Sad to learn of Paul Davis’ death. He was one of those strong regional voices of journalism. He helped launch a lot of careers. And those careers served communities and inspired others.

He knew the value and he taught a lot of us about it too.

It is too bad we only really contemplate that connectedness at the end. In the end that connectedness is what we hold on to.

The second most important headline of the day: AP promises members it won’t break news on social media. Everyone else will.

There are different audiences here, of course. AP sells news to media companies who sell the news to the general public. But the public, of course, have ways of seeking out the information they want. They’re often using Facebook, Google Plus and Twitter for their own wires.

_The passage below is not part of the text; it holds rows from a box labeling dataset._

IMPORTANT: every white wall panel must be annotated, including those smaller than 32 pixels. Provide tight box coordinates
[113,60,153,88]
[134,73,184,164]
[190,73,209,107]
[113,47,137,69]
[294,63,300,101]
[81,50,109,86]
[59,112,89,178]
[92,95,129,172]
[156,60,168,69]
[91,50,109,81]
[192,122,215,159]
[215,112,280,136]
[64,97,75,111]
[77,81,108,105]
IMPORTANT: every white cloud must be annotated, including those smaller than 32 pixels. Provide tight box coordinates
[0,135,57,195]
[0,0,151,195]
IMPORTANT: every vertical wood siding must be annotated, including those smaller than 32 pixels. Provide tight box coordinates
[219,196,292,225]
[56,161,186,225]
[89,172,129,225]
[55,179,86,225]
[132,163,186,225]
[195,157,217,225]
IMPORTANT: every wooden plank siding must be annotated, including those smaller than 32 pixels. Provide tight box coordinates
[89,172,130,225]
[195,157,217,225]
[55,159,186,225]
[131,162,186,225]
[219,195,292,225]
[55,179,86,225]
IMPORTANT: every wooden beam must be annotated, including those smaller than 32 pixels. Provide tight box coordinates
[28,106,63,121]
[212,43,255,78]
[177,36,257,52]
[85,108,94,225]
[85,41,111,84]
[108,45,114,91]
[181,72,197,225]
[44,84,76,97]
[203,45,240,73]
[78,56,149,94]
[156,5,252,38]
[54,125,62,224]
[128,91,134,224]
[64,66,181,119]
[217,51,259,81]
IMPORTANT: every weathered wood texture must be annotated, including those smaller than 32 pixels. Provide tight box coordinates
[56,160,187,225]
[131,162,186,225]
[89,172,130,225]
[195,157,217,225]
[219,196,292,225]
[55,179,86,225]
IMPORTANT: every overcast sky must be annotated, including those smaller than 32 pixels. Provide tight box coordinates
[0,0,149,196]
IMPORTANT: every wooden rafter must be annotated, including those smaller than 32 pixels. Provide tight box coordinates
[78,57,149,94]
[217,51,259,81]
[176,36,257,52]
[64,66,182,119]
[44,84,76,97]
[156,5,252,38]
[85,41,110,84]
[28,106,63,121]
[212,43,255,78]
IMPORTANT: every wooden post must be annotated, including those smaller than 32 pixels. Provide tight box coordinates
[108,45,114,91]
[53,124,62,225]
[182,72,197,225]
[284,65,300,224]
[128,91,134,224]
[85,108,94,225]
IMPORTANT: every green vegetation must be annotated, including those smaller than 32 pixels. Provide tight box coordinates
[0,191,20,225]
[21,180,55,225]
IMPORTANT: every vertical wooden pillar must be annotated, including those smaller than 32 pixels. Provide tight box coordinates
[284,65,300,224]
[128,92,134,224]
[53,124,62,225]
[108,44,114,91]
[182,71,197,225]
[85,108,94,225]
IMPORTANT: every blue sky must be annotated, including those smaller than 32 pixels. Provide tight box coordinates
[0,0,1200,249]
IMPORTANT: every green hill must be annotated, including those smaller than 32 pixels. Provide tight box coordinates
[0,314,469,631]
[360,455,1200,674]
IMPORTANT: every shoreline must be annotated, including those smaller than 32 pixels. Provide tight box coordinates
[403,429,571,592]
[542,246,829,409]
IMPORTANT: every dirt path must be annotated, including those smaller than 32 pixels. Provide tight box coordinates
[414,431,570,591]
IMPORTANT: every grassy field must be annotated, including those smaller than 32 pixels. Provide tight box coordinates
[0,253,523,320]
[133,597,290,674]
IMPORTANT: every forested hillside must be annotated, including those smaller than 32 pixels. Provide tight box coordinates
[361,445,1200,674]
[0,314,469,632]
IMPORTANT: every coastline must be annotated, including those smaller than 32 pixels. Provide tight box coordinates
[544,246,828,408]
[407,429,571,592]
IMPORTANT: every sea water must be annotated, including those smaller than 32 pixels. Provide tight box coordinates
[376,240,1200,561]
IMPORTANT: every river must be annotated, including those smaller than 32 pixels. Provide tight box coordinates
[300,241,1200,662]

And, sometimes, with poorly written, unhappy headlines.


22
Sep 12

LSU at Auburn

Second-ranked LSU visited Auburn. The good Tigers were three touchdown underdogs. We always win the pregame:

Nova

Auburn played LSU extremely tough. The defense moved faster and forced a few key turnovers. Our Tigers were leading at the half, despite a still-struggling offense:

Frazier

Some odd play calling and an offense that can’t move the ball means LSU wins, every time, despite an Auburn defense that refused to give in. LSU won 12-10, but it felt a lot like Auburn should be able to take the victory, so the gratification of not watching them get beaten up was replaced by the frustration of what should have been.

At least we got to enjoy the Golden Band from Tigerland.

LSU

Up next for Auburn is a bye week, and then Arkansas, who lost at home to Rutgers tonight. Elsewhere, Alabama defeated the mighty Florida Atlantic 40-7. UAB almost ruined Ohio State’s season. Looking at the stats, it is hard to see how the Buckeyes managed to win, but they held off UAB 29-15. Samford, meanwhile, came from behind on the road to beat Western Carolina 25-21, giving them a 4-0 start for the first time since 1995.


19
Sep 12

A birthday

us

Pretty as ever, and we got to celebrate with ice cream cake.

(This picture is from another great day, this one in the woods in Washington state, as we worked our way up to Mount St. Helens last year.)


17
Sep 12

Know what today is?

SamfordSun

We’re getting that autumn light. Bested only by the great relief of spring light — Winter is leaving! — that soft, golden orange of a fall evening is like receiving an invitation for an event you’ve never quite been able to attend. You’ve always wanted to go, but it has always been out of reach, or you’ve always been unavailable.

He said, ruining a perfectly fledgling analogy.

You can’t go to the sun because you’d burn up. So, really, you’ve now received this invitation but realized That’s lovely, though, I remember what happened to Daedalus’ son. I’ll keep my wings undamaged, thanks.

Another Monday, another day of nothing exciting to report. All of my Mondays feel the same: email, reading, making class notes and looking forward to Tuesday. And the sun, always the sun.

A few things elsewhere, then: Florida journalism professor Mindy McAdams: Don’t just teach skills, train young journalists to be lifelong learners:

The ability to learn on your own and teach yourself new skills depends on your willingness to play, experiment, make mistakes, and stick with things that take much longer than you had expected.

This will actually come up in my class tomorrow, the joy of learning.

The 150th anniversary of the bloodiest day in U.S. history, Antietam. And there’s also a series of then-and-now photographs, using the same photographic techniques.

Finally, today is Constitution Day. Celebrate with a First Amendment quiz. If you make it all the way through and ace every answer you can call yourself a real party animal. And you will have also passed the bar in Maryland.